Поживи, однако, этот человек еще пяток, десяток лет, и судьба Ильи Сергеевича, как каждого в стране, сложилась бы иначе. Я так точно бы загремел на Дальний Восток, где нашлось бы место баракам на три миллиона недорезанных, недорастрелянных, недосожженных в газовых камерах советских евреев.

Не срази вождя инсульт, покарал бы он ближайших соратников, на которых давно длинный нож точил, так что пришлось бы «первому красному офицеру» Климу Ворошилову прислониться к той же стенке на Лубянке, где побывали преданные им соратники, герои и маршалы гражданской войны.

Да, полетела бы на плаху голова Клима, героя знаменитой картины Александра Герасимова «И. В. Сталин и К. Е. Ворошилов в Кремле». Бывший луганский слесарь любил искусство, питал слабость к художникам, в отличие от его друга Иосифа, наделенного природой литературным даром, опекавшего писателей и артистов.

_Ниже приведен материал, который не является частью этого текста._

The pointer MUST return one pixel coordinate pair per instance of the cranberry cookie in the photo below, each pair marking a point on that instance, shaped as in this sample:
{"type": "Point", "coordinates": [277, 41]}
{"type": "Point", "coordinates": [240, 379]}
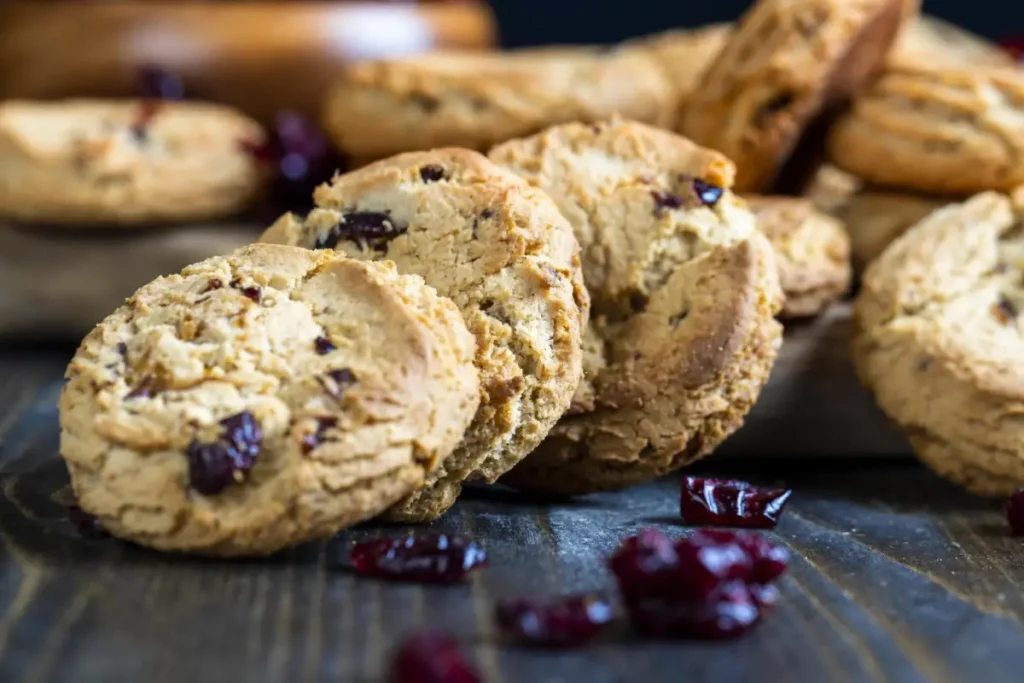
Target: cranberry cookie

Хаживал великий вождь в театры, как Ильич, особенно уважал Художественный, заезжал к вахтанговцам на Арбат. Но на выставки и в музеи не ходил! Никто, кажется, не обратил внимания на такой поразительный факт. Литературой, музыкой, театром партия занималась вплотную, постановления по этим музам выходили регулярно. Сколько писателей и поэтов погибло в застенках? Какие титаны русской словесности прошли с Лубянки на Голгофу, какие страдания выпали на долю тех, кто мучился на воле, как Анна Ахматова, Марина Цветаева, Михаил Булгаков, Андрей Платонов… Выламывали руки композиторам, учили писать музыку Шостаковича и Прокофьева, годами не исполняли их симфонии и оперы. Театры закрывали, растоптали Всеволода Мейерхольда, Соломона Михоэлса. Великого кинорежиссера Сергея Эйзенштейна свели в могилу, порезав замечательный фильм…

Но вот парадокс, сталинская коса (за редким исключением) щадила художников и архитекторов, как будто хранил их Бог. Ученых гуманитарных наук Ленин покарал, философов, социологов, историков, публицистов выслал в Европу, многие сами унесли ноги.

А вот постановлений ЦК ВКП(б) о художниках не принималось, ни убийств, ни ссылок, ни лагерей, куда бы вслед за Артемом Веселым, Пильняком, Бабелем, Мандельштамом, Клюевым, Васильевым проследовали бы такие же, как они, известные живописцы. Чем это объяснить? Не только тем, что многие художники во главе со «Львом Толстым живописи» Ильей Репиным эмигрировали, кто в начале революции, кто после окончания гражданской войны в годы «новой экономической политики», когда разжались ненадолго стальные клещи режима.